Adolph, plainly, thought I was playing "confused" to grind him, biting my lip and scratching my head full of cornsilk hair like a rube in a melodrama. I was confused, but if you're an actor, producers just assume you're acting. From where Zukor stood, I had all the power, I just didn't know it. So when it looked like I was having second thoughts—or worse, trying to make him cough up more money—he swung into double-hand action.
But allow me to interrupt myself. Until Buster pointed it out to me later, I did not even realize what Zukor was really going for. Namely, getting me to do more work for the same amount of money. The feature bait was a way of getting my eyes off salary details. Misdirection. Keaton's godfather was Harry Houdini, so he knew these things. Buster was a great man in a poker game, unless you liked your money.
Zukor, smart as he was, was a terrible poker player.
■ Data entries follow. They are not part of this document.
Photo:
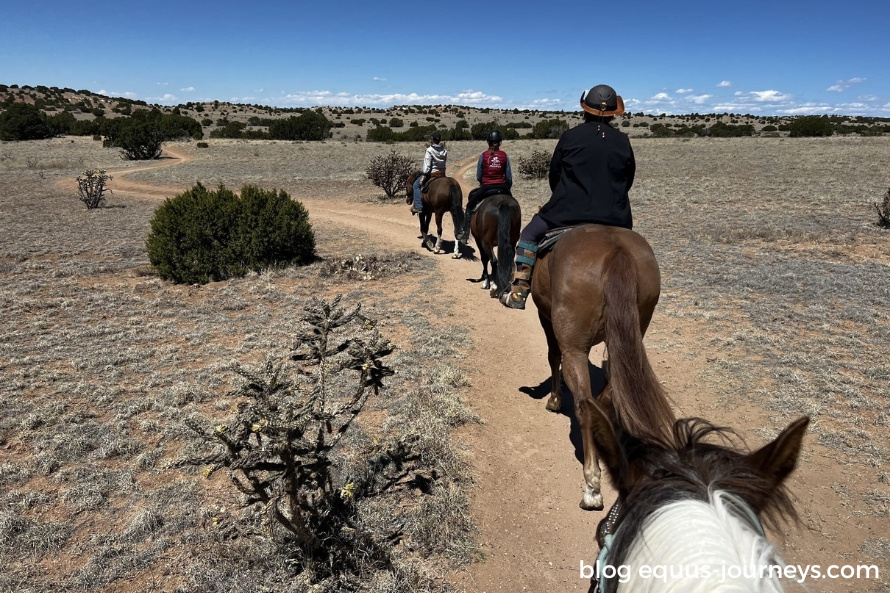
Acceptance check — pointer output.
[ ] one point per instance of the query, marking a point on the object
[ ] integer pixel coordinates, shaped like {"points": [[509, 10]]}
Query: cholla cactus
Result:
{"points": [[884, 211], [91, 186], [388, 172]]}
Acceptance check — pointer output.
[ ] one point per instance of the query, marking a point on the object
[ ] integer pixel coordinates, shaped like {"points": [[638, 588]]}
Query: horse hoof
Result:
{"points": [[591, 502]]}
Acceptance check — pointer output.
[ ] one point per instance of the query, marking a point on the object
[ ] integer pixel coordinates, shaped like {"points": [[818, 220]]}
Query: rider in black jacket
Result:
{"points": [[591, 172]]}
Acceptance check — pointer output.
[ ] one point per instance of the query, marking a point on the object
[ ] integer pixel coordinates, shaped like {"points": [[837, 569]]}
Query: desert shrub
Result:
{"points": [[201, 235], [884, 211], [22, 121], [549, 128], [61, 123], [140, 141], [480, 130], [92, 187], [659, 130], [229, 129], [309, 125], [537, 166], [722, 130], [388, 171], [286, 444], [380, 134], [809, 126]]}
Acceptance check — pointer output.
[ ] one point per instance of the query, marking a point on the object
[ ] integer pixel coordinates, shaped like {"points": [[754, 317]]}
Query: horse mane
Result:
{"points": [[696, 477], [640, 402]]}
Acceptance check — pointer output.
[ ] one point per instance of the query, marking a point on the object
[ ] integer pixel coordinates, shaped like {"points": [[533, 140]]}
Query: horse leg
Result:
{"points": [[456, 253], [485, 257], [425, 229], [439, 232], [554, 357], [574, 366]]}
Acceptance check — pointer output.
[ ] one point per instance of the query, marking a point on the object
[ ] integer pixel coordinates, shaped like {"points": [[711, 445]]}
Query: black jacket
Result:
{"points": [[591, 171]]}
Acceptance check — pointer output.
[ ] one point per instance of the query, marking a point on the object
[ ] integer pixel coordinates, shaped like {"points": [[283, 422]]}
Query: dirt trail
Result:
{"points": [[529, 480]]}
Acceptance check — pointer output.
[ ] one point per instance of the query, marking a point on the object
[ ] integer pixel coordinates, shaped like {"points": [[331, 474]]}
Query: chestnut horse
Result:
{"points": [[444, 195], [496, 223], [601, 284], [693, 505]]}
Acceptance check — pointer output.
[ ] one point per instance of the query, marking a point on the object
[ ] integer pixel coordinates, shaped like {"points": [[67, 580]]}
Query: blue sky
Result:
{"points": [[764, 58]]}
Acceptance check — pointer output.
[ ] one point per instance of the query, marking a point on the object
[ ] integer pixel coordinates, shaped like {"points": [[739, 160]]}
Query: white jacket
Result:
{"points": [[434, 159]]}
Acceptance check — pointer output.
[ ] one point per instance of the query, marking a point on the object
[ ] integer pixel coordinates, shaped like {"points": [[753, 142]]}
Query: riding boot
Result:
{"points": [[522, 278]]}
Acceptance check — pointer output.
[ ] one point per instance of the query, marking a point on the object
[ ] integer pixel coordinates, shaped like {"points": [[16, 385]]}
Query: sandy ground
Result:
{"points": [[529, 480]]}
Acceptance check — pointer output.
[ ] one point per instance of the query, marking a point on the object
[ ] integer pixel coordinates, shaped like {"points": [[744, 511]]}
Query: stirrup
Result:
{"points": [[514, 298]]}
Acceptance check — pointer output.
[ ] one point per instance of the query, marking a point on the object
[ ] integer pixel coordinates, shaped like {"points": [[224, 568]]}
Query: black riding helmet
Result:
{"points": [[602, 100]]}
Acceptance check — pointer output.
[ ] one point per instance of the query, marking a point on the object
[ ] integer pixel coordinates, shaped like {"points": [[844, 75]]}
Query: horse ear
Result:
{"points": [[606, 442], [779, 458]]}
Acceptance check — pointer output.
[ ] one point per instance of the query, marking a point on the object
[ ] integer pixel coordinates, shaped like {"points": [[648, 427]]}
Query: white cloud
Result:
{"points": [[469, 98], [770, 96], [167, 98], [843, 85], [125, 94]]}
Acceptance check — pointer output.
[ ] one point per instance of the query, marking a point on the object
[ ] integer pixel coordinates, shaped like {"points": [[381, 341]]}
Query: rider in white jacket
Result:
{"points": [[433, 161]]}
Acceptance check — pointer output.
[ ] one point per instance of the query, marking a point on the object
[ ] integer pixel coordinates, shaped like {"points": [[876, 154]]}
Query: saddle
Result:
{"points": [[551, 237], [480, 193], [434, 175]]}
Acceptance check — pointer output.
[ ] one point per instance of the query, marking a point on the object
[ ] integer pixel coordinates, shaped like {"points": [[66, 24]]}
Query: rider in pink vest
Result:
{"points": [[494, 174]]}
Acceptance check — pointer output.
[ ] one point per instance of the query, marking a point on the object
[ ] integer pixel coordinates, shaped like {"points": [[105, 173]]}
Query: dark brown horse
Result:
{"points": [[444, 195], [496, 223], [601, 284], [693, 502]]}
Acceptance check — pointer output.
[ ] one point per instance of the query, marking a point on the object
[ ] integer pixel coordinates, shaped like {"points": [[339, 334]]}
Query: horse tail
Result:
{"points": [[457, 208], [506, 248], [640, 402]]}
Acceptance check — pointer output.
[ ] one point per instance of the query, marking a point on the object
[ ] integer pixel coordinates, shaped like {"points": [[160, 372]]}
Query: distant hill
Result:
{"points": [[353, 123]]}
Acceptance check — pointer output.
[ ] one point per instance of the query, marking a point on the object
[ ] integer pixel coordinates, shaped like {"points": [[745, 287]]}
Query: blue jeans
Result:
{"points": [[418, 204]]}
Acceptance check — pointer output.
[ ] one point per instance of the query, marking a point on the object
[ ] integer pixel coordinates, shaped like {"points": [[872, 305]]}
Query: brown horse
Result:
{"points": [[444, 195], [601, 284], [692, 503], [496, 223]]}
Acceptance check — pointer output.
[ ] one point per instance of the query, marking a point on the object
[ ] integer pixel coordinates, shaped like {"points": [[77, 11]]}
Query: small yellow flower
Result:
{"points": [[348, 491]]}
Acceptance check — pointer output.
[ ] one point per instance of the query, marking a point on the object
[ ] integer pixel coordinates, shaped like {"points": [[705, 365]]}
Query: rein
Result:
{"points": [[605, 533]]}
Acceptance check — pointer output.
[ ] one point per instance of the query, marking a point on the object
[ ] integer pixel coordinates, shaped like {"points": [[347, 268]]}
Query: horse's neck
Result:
{"points": [[701, 547]]}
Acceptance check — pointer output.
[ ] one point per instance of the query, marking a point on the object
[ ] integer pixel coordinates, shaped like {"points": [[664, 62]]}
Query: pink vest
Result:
{"points": [[494, 167]]}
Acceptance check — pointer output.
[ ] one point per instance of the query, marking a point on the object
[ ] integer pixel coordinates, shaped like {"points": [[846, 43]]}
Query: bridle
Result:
{"points": [[608, 527]]}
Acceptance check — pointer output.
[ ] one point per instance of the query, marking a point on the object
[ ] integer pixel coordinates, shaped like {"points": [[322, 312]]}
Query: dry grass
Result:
{"points": [[102, 362], [772, 242]]}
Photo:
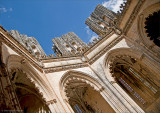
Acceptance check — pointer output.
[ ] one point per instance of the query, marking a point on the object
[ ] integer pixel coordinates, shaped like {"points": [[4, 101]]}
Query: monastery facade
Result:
{"points": [[119, 72]]}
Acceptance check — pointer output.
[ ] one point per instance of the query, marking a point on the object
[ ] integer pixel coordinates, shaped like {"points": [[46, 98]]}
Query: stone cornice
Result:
{"points": [[60, 59], [13, 44], [133, 16], [64, 67]]}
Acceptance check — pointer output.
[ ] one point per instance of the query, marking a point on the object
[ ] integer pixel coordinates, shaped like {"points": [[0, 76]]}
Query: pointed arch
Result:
{"points": [[16, 63]]}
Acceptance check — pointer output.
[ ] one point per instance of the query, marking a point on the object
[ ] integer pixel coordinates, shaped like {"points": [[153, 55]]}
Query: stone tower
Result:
{"points": [[68, 44], [101, 20], [30, 43]]}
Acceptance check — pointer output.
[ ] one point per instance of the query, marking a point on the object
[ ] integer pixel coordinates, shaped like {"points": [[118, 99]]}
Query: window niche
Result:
{"points": [[152, 27], [135, 80]]}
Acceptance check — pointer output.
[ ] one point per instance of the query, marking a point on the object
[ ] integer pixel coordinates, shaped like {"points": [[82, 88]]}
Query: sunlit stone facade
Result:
{"points": [[118, 72]]}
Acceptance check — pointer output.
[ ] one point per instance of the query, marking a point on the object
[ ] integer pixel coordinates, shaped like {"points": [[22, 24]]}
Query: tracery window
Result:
{"points": [[134, 80], [152, 26]]}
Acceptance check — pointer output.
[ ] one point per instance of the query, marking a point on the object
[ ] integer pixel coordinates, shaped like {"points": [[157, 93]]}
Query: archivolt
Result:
{"points": [[18, 64], [72, 76]]}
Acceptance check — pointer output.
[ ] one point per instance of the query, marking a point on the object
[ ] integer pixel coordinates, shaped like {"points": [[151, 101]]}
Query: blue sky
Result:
{"points": [[46, 19]]}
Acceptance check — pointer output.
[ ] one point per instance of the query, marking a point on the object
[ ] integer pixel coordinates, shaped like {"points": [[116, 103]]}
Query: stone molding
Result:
{"points": [[133, 16], [65, 67]]}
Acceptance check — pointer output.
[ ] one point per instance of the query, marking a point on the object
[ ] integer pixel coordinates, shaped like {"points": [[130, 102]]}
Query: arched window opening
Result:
{"points": [[30, 100], [152, 26], [133, 78], [83, 98]]}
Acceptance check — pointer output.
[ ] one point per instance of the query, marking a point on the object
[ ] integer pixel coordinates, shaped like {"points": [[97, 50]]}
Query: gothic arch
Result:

He had an expressive face, and he was fidgety. When you got to know him, you got to know which twitches meant what. As Buster said, Adolph had more ways of telegraphing his next move than Western Union. But his hands were the biggest tell. Whenever he was trying to sell you on something, Adolph would hold your hand. He didn't squeeze it or anything. Just held it. Looked you dead in the eye. The message was: Adolph Zukor was so tough he could hold your hand like a prom date. Who else could do that?